In addition to prioritization, many systems implement time-slicing of threads.^[29] In a time-sliced system, thread processing is chopped up, so that each thread runs for a short period of time before the context is switched to the next thread, as shown in Figure 8.5.

Higher-priority threads still preempt lower-priority threads in this scheme. The addition of time-slicing mixes up the processing among threads of the same priority; on a multiprocessor machine, threads may even be run simultaneously. This can introduce a difference in behavior for applications that don’t use threads and synchronization properly.
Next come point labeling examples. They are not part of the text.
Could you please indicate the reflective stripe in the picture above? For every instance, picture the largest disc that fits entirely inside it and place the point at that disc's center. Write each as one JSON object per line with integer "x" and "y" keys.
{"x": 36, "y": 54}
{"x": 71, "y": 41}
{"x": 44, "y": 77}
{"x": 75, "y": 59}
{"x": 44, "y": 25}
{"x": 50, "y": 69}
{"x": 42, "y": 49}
Figure 8-5. Priority preemptive, time-sliced scheduling

Since Java doesn’t guarantee time-slicing, you shouldn’t write code that relies on this type of scheduling; any software you write needs to function under the default round-robin scheduling. If you’re wondering what your particular flavor of Java does, try the following experiment:

//file: Thready.java
public class Thready {  
    public static void main( String args [] ) {  
        new MyThread("Foo").start( );  
        new MyThread("Bar").start( );  
    }  
} // end of class Thready
  
class MyThread extends Thread {  
    String message;  
  
    MyThread ( String message ) {  
        this.message = message;  
    }  
  
    public void run( ) {  
        while ( true )   
            System.out.println( message );  
    }  
}

The Thready class starts up two MyThread objects. Thready is a thread that goes into a hard loop (very bad form) and prints its message. Since we don’t specify a priority for either thread, they both inherit the priority of their creator, so they have the same priority. When you run this example, you will see how your Java implementation does its scheduling. Under a round-robin scheme, only “Foo” should be printed; “Bar” never appears. In a time-slicing implementation, you should occasionally see the “Foo” and “Bar” messages alternate.

Now let’s change the priority of the second thread:

class Thready {  
    public static void main( String args [] ) {  
        new MyThread("Foo").start( );  
        Thread bar = new MyThread("Bar");  
        bar.setPriority( Thread.NORM_PRIORITY + 1 );  
        bar.start( );  
    }  
}

As you might expect, this changes how our example behaves. Now you may see a few “Foo” messages, but “Bar” should quickly take over and not relinquish control, regardless of the scheduling policy.

Here we have used the setPriority( ) method of the Thread class to adjust our thread’s priority. The Thread class defines three standard priority values (they’re integers): MIN_PRIORITY, NORM_PRIORITY, and MAX_PRIORITY.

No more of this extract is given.